The novelty of the evening was that both bands would play a full album end-to-end. The Laughing Clowns did History Of Rock 'n' Roll Volume 1. I believe there is yet to be a second volume, though one can never fault Ed Kuepper's exuberance. Briefly, they are indeed some kind of experimental jazz/punk/whatever group, as their presumably self-written bio on Wikipedia says. The bass at the Enmore was cranked up a bit too much for me to get all the nuance, so I found them a bit incoherent.

Incidentally I recall Ed Kuepper mostly for his fabulously trashy mid-90s Wasn't I Pissed Off Today, on high rotation at JJJ at the time, and the ethereal All of these things from the same album. I'd bracket him with Dave Graney for vocals, and maybe Chris Abrahams for eclecticism: an all-Australian sub-star.

...but of course everyone came to see the Dirty Three do Ocean Songs, at presumably their only concert in Sydney this year. I missed them at last year's All Tomorrow's Parties festival, largely because the rest of the lineup looked thin. The 2006 gig at the Metro set my expectations ridiculously high, and I recall mrak and his brother Chris being similarly blown away.

I rate Ocean Songs as their best, but it is more ambient than rock, and the Enmore is not really up to any kind of nuance. (The Dirty Three have made three kinds of music: this ambient-ruminative soulful stuff that makes it clear they're from Melbourne, recovering from being Jeffed in the late 90s; the Saturday-afternoon-evening rock'n'roll of their hell raising years, the early-to-mid-90s of the classic Melbourne live-music pubs; and Cinder, presumably tunes for the twenty-first century diaspora.)

So they rocked it out, I can cope with that. Heck, I knew it would be thus. Warren Ellis gave a lot of schtick to the crowd in his ironic-Jesus manner, and totally butchered the opening Sirena by failing to switch out of Grinderman mode. It's a track you just can't rock out. He slowed down for the next few, getting it together with Jim White and Mick Turner for an Authentic Celestial Music that, even with the detail difficult to discern (damn that excessive bass, no! — crank up that violin) araldited the crowd to their seats.

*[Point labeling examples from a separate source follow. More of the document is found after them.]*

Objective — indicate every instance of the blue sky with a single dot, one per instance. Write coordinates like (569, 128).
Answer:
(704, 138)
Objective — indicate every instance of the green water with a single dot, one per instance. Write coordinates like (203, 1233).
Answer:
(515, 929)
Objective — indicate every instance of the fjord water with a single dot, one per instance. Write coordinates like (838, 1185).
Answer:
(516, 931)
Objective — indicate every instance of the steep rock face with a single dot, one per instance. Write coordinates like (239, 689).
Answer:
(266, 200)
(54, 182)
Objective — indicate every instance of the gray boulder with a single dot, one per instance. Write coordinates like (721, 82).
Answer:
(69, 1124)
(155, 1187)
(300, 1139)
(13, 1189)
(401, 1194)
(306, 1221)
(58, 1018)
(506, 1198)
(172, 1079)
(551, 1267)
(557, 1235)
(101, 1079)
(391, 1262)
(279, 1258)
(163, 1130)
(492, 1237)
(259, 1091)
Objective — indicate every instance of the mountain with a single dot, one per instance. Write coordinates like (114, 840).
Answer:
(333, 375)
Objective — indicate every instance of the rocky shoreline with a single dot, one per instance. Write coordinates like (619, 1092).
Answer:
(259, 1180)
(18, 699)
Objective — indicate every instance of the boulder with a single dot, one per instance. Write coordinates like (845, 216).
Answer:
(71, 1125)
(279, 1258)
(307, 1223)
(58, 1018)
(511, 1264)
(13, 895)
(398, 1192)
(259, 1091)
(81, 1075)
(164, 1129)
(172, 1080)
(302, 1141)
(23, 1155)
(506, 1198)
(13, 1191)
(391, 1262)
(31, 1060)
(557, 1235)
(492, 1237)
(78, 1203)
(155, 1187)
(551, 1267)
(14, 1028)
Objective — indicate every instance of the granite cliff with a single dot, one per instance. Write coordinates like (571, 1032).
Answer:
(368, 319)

The filler part of the album, roughly tracks five through eight, went over better than their studio counterparts, leading into the second peak of Deeper Waters, or as Ellis likes to call it, Epic. Clearly they play this one a lot more often than the rest, spinning it out to some ridiculous length with effortless aplomb. Many people left straight afterwards, not staying for Ends of the Earth or the possibility of an encore, which didn't eventuate anyway.

So a great gig. Ellis was in fine form, and Jim White's drumming was so animated, so energetic. Conversely Mick Turner was very laid back, and together they somehow made so much more coherent noise than they had any right to. As they always do.

I would carp about our "A Reserve" seats, right at the top of the stairs. We had a good view of the stage, between the continual stream of people walking in front of us. The no-loitering policy meant that the security people regularly intervened, somewhat destroying the rapture the band creates. I guess the Sydney Festival billing attracts a minority (of the crowd, but perhaps members of a wider majority) who have more money than sense, who aren't there for the music.

I wish they'd put out another album.